The Triangle Coalition for Science and Technology Education announces the selection of Staci Richard, a Science teacher at Laguna Blanca School, Santa Barbara, California as a 2010-11 Einstein Fellow. The prestigious Albert Einstein Distinguished Educator Fellowship Program offers elementary and secondary science, technology, engineering and math (STEM) teachers with a demonstrated excellence in teaching an opportunity to serve in the national education or public policy arenas. One of 32 teachers serving this year, Richard was carefully selected from a nationwide pool of applicants.

Staci Richard

During the past fifteen years, Staci Richard has taught and developed curricula for both physical and life sciences at the elementary, middle school, high school, and AP levels. She says the innovation of which she is most proud is the Senior Research Seminar course, which accepts top science students and exposes them to academic and industrial labs, scientists, field trips and scientific papers on diverse topics. She says that every time she meets someone even tangentially involved in science, the first question she asks is “Would you be willing to come and speak to my class?” She says, “I have been moved by the willingness of doctors, lab technicians, researchers, business people, academics, and engineers to come and share their experiences.”

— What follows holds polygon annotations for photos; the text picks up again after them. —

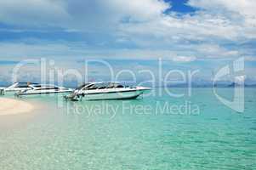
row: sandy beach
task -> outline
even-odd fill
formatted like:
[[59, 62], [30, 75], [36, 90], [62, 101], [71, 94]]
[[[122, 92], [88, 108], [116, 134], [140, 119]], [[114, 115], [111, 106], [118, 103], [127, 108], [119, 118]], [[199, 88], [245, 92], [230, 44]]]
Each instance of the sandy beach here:
[[0, 116], [28, 113], [33, 109], [33, 105], [27, 102], [0, 98]]

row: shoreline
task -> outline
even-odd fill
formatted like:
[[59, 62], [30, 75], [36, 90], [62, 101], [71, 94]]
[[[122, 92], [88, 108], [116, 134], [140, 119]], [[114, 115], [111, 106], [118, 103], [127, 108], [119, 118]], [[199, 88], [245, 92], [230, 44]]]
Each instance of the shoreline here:
[[0, 98], [0, 116], [20, 115], [30, 113], [34, 106], [19, 99]]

Richard earned a BA in Biology and Geological Sciences from Albion College in Michigan. She has completed graduate work in paleo-climatology and oceanography at the University of California, Santa Barbara. She was one of the first graduates of the rigorous and challenging University of California, Berkeley, Masters and Credential in Science and Mathematics Education (MACSME) program. Richards is collaborating with a UCSB professor looking at STEM education with respect to young girls and their attitudes about science and science careers.

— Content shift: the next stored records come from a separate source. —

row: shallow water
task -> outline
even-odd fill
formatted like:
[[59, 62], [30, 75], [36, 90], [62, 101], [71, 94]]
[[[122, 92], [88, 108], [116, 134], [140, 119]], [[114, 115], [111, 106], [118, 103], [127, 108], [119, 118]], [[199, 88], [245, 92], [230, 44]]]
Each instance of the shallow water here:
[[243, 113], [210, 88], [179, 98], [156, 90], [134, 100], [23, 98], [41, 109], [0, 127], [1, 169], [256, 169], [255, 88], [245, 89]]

The Albert Einstein Distinguished Educator Fellowship Program was authorized by an act of Congress in 1994. The program is administered by the U.S. Department of Energy and is coordinated by Triangle Coalition for Science and Technology Education. Selected teachers spend a school year in the Washington, DC metro area, serving in a Congressional Office or a Federal agency. Fellows provide practical insights and real world perspective to policy makers and program managers developing or managing education programs. The fellowships increase understanding, communication, and cooperation between the science, technology, and mathematics education community and legislative and executive branches of the Federal government.